Mestre had been born with a
venous malformation, also called a hemangioma, one that had begun growing uncontrollably
at the age of 14. These tumors typically increase in size during puberty and
his had begun to distort all of his facial features.
Eating was difficult, causing
bleeding on his tongue and gingiva, and Mestre's left eye was completely
destroyed as the tumor literally swallowed his face.
Helping Jose was complicated
by the fact that his mother was a Jehovah's Witness -a religious denomination that bans blood
transfusions- and she wanted her son to follow her faith.
"Jose would eventually be
forced to decide between death from complications of frequent bleeding from the
growing tumor, or renouncing his faith and receiving definitive surgery,"
he said.
But in 2008, Mestre's mother
died and his younger sister Edith, a hairdresser in her late 40s, became his
guardian and became more proactive in seeking medical care.
British
Tourist Saves Man With Facial Tumor
Mestre's fate changed when an English
tourist, who had watched documentaries about facial surgery at St. Joseph, saw
him on the streets of Lisbon. That stranger, known to doctors only as
"Peter," arranged an introduction by e-mail to McKinnon who examined
Mestre while giving a medical presentation in Portugal in 2008.

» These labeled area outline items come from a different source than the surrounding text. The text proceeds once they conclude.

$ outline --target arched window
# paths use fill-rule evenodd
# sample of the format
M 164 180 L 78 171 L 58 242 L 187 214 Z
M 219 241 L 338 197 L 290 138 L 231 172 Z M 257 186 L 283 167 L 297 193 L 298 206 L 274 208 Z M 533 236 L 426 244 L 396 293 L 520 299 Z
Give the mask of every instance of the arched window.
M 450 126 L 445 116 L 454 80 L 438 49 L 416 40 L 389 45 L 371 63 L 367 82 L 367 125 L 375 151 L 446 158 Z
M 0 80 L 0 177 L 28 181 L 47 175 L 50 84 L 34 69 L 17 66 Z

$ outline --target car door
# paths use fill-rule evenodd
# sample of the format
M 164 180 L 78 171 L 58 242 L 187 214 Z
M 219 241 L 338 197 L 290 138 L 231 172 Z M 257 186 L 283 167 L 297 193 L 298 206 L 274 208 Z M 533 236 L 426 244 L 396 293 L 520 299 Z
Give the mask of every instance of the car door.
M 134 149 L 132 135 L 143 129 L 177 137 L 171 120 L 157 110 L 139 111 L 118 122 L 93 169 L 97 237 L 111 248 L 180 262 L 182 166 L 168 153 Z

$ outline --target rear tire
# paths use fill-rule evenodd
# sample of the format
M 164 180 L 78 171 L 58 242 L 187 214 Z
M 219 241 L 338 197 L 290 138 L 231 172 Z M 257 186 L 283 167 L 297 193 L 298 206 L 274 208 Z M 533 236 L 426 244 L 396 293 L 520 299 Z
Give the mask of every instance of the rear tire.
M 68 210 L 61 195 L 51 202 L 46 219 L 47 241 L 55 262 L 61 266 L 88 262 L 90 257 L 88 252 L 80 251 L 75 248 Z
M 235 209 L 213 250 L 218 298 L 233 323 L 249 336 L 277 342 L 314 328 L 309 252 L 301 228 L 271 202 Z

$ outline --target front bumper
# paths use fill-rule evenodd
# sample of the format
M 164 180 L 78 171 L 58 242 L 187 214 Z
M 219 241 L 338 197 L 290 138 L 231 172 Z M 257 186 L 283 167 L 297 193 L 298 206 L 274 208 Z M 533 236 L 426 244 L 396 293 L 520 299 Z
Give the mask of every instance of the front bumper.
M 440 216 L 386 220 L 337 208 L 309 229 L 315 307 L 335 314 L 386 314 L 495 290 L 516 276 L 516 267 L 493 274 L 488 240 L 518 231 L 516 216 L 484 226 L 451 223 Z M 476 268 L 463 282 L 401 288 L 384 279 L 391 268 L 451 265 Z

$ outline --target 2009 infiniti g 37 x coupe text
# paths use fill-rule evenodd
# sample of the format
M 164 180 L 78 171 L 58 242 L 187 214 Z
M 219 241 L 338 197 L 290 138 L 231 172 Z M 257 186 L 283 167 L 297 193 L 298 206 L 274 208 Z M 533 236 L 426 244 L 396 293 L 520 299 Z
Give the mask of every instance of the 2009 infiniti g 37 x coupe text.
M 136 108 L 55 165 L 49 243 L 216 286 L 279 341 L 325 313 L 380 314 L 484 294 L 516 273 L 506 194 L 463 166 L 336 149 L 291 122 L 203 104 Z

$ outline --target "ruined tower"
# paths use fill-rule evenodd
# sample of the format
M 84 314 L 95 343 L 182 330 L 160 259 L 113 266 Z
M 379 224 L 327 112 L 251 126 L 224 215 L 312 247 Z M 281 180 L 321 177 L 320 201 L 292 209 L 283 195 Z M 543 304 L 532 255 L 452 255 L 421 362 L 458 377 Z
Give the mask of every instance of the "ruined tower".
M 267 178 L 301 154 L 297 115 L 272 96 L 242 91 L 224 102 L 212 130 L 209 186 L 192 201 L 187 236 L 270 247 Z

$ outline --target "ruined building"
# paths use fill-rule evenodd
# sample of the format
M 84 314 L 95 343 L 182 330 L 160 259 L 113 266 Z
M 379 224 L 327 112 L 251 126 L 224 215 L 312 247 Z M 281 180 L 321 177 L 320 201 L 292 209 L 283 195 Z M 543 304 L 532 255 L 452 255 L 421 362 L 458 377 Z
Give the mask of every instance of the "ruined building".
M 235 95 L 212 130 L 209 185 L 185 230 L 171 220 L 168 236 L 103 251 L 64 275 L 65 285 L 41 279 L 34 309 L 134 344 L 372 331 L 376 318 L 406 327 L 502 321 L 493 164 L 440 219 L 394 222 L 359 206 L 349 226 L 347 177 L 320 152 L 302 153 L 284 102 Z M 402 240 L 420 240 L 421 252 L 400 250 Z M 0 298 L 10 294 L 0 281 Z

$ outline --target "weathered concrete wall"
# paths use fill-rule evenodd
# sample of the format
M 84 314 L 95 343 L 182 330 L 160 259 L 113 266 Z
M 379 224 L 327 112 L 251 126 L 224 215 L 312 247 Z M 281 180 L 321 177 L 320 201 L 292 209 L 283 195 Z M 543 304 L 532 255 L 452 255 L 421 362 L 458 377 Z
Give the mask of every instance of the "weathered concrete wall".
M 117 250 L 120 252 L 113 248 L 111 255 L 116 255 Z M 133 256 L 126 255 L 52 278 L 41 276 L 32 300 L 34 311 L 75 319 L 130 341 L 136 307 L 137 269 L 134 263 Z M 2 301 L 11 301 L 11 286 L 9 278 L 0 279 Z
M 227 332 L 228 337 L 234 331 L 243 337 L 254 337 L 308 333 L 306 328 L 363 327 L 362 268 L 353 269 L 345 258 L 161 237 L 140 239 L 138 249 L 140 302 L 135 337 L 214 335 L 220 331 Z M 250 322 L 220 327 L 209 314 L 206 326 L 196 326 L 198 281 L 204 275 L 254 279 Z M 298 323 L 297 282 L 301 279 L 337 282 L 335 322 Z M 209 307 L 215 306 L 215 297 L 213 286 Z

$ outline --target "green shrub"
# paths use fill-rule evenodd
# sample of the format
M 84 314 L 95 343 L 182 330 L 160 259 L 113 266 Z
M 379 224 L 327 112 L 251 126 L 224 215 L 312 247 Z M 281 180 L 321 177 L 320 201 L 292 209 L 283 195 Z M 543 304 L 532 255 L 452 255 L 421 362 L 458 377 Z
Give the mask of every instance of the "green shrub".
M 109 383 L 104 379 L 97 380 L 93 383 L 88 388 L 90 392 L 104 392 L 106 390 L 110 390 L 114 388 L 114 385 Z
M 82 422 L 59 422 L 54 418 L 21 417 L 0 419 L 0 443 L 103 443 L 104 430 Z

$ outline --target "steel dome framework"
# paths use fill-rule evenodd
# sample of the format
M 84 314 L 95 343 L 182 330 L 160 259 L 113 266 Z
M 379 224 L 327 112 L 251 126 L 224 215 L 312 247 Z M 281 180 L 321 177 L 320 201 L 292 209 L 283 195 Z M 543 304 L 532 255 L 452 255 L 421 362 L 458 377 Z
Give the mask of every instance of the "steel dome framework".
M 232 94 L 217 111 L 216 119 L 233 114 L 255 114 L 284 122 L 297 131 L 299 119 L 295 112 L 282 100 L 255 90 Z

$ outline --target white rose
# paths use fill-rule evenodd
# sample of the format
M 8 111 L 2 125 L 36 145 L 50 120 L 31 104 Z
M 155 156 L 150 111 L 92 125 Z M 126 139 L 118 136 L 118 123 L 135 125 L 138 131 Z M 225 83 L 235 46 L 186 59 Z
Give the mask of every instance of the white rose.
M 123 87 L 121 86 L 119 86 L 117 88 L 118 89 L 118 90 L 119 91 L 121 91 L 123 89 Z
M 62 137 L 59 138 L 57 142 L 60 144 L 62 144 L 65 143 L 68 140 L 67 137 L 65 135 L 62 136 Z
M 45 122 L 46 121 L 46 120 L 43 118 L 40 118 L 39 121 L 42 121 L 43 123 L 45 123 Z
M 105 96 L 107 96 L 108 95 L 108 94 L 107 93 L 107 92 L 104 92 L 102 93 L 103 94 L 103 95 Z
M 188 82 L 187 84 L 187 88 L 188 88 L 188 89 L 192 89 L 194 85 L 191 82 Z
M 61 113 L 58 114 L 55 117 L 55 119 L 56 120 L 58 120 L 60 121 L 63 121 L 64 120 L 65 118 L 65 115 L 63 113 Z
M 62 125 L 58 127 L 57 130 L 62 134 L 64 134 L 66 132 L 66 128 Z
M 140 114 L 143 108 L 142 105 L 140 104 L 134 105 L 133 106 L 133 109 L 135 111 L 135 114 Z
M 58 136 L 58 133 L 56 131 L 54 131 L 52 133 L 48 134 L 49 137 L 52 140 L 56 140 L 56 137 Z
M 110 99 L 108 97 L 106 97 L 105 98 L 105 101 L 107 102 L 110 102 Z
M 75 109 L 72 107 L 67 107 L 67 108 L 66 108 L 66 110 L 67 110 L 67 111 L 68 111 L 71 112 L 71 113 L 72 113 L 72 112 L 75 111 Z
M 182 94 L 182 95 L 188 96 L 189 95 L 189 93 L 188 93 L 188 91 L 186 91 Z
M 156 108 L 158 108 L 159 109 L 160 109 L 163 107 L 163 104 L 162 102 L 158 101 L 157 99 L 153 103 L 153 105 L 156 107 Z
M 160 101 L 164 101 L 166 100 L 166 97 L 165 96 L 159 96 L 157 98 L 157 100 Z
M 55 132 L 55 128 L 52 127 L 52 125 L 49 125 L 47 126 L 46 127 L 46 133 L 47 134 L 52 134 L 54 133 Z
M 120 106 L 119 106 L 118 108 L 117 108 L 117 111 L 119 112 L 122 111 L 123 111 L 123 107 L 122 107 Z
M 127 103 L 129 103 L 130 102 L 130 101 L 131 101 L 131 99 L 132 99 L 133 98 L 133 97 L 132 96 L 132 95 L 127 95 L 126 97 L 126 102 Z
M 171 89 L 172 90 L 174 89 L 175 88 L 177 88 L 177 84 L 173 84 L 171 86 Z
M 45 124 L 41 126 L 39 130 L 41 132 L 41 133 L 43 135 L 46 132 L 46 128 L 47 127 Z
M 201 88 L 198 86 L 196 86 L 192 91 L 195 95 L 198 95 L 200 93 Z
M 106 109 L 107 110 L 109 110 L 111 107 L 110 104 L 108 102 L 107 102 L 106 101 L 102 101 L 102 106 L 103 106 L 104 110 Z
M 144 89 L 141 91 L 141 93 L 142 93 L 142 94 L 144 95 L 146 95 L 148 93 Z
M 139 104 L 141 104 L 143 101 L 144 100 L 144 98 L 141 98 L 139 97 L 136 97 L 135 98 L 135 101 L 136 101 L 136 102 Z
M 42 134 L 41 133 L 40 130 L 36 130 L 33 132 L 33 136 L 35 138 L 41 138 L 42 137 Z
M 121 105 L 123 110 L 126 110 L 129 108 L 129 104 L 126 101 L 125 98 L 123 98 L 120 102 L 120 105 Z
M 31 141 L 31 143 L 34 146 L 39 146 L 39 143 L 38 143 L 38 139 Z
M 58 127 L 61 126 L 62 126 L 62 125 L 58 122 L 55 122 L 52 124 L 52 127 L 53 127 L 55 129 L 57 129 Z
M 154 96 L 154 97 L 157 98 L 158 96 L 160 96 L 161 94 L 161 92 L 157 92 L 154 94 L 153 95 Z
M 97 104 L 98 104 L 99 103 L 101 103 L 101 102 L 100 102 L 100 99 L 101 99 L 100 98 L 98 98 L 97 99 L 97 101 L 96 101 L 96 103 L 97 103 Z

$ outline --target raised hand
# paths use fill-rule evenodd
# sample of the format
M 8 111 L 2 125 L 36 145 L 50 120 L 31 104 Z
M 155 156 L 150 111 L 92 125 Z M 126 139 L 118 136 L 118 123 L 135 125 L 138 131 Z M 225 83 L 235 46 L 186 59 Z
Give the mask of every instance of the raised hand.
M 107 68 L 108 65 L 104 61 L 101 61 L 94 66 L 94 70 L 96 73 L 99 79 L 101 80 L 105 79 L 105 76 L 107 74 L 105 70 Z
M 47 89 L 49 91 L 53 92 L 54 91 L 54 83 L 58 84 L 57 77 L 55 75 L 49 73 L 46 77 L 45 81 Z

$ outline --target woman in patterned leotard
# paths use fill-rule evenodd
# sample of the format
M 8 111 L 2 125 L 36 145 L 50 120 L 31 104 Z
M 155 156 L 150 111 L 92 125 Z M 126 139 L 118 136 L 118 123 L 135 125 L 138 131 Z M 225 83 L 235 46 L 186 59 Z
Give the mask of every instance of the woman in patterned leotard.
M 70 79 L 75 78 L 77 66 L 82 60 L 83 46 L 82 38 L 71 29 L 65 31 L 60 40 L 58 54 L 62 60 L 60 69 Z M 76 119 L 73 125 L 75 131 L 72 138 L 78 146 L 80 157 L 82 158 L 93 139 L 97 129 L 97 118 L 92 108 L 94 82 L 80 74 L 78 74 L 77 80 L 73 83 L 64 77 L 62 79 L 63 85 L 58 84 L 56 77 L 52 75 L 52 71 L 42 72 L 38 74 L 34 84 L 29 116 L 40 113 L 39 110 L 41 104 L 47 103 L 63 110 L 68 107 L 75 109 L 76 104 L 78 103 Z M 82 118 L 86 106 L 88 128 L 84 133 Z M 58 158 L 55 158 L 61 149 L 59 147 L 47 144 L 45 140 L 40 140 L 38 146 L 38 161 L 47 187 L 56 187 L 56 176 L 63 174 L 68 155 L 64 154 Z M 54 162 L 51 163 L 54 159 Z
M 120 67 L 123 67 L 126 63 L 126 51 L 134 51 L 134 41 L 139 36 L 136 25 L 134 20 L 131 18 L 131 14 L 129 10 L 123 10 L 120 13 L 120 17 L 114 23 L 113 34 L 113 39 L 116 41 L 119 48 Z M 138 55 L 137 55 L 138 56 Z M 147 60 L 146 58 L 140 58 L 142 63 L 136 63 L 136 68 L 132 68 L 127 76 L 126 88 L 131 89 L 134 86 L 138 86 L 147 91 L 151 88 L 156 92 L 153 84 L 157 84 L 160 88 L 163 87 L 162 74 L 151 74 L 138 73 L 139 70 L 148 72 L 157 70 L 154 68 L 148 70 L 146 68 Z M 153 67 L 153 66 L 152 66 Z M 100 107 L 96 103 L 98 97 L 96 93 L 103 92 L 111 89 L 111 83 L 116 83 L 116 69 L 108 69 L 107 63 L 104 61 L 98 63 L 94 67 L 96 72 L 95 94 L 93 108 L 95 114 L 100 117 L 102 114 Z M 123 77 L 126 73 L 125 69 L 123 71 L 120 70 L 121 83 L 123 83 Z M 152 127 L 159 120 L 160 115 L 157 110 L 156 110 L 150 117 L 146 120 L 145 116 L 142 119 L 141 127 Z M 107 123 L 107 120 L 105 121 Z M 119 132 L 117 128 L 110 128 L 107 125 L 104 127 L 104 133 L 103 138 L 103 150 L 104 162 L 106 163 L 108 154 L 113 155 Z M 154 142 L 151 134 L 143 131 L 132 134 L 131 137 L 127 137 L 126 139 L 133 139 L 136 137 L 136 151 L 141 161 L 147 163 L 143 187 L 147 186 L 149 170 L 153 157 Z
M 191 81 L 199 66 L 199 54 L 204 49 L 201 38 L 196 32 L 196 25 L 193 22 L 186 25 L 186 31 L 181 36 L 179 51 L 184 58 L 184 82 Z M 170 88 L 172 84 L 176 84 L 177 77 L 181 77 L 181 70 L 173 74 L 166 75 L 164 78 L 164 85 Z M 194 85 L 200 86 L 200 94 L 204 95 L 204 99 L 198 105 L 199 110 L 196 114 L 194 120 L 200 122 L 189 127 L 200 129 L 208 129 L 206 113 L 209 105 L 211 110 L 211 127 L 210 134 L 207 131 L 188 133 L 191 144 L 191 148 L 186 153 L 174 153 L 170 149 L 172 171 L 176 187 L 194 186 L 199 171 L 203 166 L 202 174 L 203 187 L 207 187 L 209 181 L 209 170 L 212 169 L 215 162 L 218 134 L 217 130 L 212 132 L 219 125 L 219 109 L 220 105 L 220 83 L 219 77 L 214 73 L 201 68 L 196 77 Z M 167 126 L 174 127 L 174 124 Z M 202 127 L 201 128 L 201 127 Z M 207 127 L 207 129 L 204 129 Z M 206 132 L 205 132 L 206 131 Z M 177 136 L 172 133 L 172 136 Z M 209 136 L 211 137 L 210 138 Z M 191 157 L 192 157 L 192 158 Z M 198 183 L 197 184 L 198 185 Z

"Jose and his sister speak of him with
such reverence," said hospital spokesman Margo Schafer. "They call
him 'our angel Peter.'" Since then, doctors have had no contact with the
tourist.
In 2010, after much "prodding" by
his sister, Mestre arrived in Chicago for surgery. Even the government of
Portugal got involved, paying Mestre's medical expenses under its national
healthcare system, she said.
Jose Mestre's Tumor Will Not
Grow Back
Today, Mestre's post-operative
face looks much like a burn victim.
Mestre never wanted to leave
the house, but now he goes outside every day, singing. Although McKinnon deems
surgery a success, Jose has a long road ahead, especially psychologically.
"Despite how hard it may
be for some people to understand, anyone who has lived with something like this
for 40 years has a hard time letting go of it," he said. "And what
the future holds can be more anxiety provoking. He had been very anxious about
surviving the surgery and had been told by his doctors he would die. It was a
wrenching experience for him."
Still, McKinnon said the tumor
is not likely to grow back and Mestre's future holds promise.